Distinguishing High Performance

Leading Through

Distinguishing High Performance

Domain: Managing Others - Estimated reading time: 3 minutes

What distinguishes good vs. great employee performance? Many employees have a hard time understanding this in large part because many managers struggle to explain it.

The obvious and common answers are vague and unconvincing: go above and beyond, take initiative, be a team player, have a great attitude, etc. The problem is that most of us do some, if not all, of these things with at least some frequency. As a result, this generic guidance leaves the question unaddressed.

A lot of guidance online will point to specific soft skills as the answer. This is also problematic as not every role requires the same set of soft-skills.

For managers to conduct fair and consistent assessments of performance, it is important that they thoroughly understand the methodology that goes into the process in addition to the skills relevant to the role. If we as managers can't explain this for ourselves, it should call into question whether the assessments we make of others are even defensible.

The frustrating part of a more realistic answer is that high-performance designations are contextual. It's both an art and a science. The good news is that there are some basic common principles that can be used to support the approach. Here are just a few…

Opportunity

The first thing to consider is the context of the team's workload and responsibilities. How much opportunity for high performance has there been?

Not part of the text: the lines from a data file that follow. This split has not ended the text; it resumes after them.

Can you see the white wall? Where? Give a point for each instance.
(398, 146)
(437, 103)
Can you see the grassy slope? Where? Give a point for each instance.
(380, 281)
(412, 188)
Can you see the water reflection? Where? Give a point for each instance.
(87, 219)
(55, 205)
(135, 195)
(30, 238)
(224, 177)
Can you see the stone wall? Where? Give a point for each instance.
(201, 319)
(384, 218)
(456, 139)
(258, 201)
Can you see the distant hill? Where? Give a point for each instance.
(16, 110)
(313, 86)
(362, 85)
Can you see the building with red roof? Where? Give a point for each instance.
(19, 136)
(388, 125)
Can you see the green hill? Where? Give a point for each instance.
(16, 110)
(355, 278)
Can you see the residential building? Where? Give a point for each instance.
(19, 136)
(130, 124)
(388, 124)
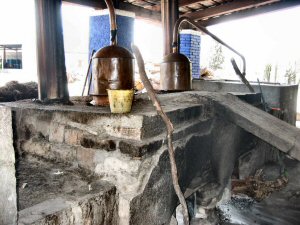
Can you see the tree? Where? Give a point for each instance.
(217, 58)
(267, 72)
(291, 75)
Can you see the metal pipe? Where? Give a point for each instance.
(113, 21)
(88, 72)
(203, 29)
(170, 14)
(52, 78)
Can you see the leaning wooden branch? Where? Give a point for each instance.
(170, 130)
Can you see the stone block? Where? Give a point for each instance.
(56, 132)
(86, 158)
(72, 136)
(8, 196)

If a team is in a downturn and has a workload that equals only a third of their normal capacity, it will be hard to justify that anyone is exceeding expectations. On the opposite end, if a team is inundated with work, it provides more opportunity for strong performers to find the spotlight.

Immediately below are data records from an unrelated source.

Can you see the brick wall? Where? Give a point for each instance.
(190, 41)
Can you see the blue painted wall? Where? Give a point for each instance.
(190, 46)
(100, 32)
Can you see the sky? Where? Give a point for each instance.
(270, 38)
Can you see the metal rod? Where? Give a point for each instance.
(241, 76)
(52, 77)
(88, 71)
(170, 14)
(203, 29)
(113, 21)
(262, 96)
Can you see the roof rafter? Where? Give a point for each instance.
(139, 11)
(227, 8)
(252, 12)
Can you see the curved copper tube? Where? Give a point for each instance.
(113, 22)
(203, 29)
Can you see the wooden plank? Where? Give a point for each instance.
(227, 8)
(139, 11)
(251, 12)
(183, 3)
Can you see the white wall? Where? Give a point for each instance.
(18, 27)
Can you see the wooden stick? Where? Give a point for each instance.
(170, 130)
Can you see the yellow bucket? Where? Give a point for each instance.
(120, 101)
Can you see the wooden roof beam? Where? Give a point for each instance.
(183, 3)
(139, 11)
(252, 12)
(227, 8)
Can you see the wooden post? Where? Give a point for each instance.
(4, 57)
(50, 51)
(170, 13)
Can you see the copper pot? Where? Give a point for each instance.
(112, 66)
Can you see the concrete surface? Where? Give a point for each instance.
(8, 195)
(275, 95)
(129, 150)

Understanding the context and level of opportunity is one of the most overlooked considerations when determining performance despite the fact that it helps guide the remaining criteria…

Results

Results matter, especially if the opportunity for performance is great. Someone being considered for a high-performer designation should always be delivering strong results that stand-out among their peers.

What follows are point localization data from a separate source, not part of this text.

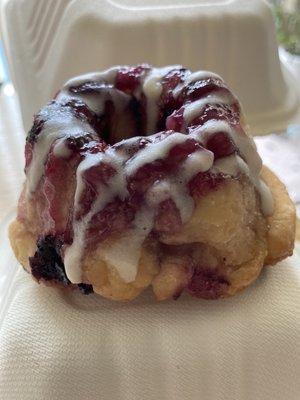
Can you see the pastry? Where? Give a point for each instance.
(141, 176)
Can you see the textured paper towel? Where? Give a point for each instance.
(68, 346)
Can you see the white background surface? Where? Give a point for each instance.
(67, 346)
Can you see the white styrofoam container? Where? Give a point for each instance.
(47, 42)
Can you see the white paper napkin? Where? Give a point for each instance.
(56, 345)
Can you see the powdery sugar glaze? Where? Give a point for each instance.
(201, 134)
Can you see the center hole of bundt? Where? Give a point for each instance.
(122, 124)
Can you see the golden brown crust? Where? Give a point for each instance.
(224, 234)
(282, 223)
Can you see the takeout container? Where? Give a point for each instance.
(47, 42)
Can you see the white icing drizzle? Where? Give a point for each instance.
(61, 150)
(54, 129)
(154, 151)
(117, 188)
(234, 164)
(244, 143)
(124, 253)
(193, 77)
(152, 89)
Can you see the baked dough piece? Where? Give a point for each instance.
(188, 208)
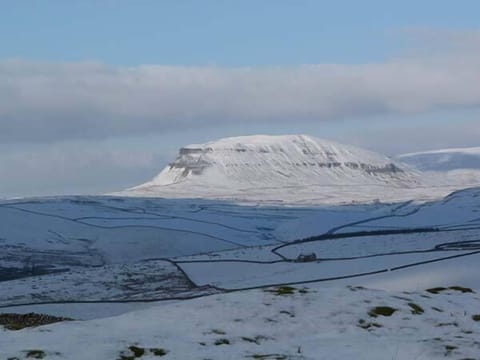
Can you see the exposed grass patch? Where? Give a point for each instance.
(136, 352)
(449, 349)
(381, 311)
(12, 321)
(461, 289)
(437, 290)
(282, 290)
(158, 351)
(256, 340)
(416, 309)
(447, 324)
(36, 354)
(367, 325)
(222, 341)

Those results will largely depend on the role; however, the manager should ensure that the results being measured are meaningful in helping the organization make progress towards its goals.

Behaviors and Methods

How you get results is also important. If you get great results but anger customers or alienate co-workers, it dampens your effectiveness. There are certainly case studies of extreme talents who get away with such behavior but they are rare and require an extreme intelligence or level of performance that is less common than most like to believe.

Effort

Effort is often confused with results, but they are two different things. You can demonstrate tremendous effort and see poor results. While results stand on their own, the level of effort someone is putting forth is still worth consideration.

Take two employees with similar results. One is demonstrating tremendous effort while the other is phoning-it-in. This is a consideration worth noting in the exercise of assessing performance. Effort alone is not going to make the difference, but it is a factor.

Put it Together

Once you've considered the above criteria, it's time to put it all together to form a well-rounded picture of an individual's performance.

Again, this is subjective. The weight of each of these criteria is going to depend on the details and context of the situation. It requires discretion on behalf of the manager, but at least there are now some consistent guidelines that can be used to measure performance of different individuals on the same team and in similar situations.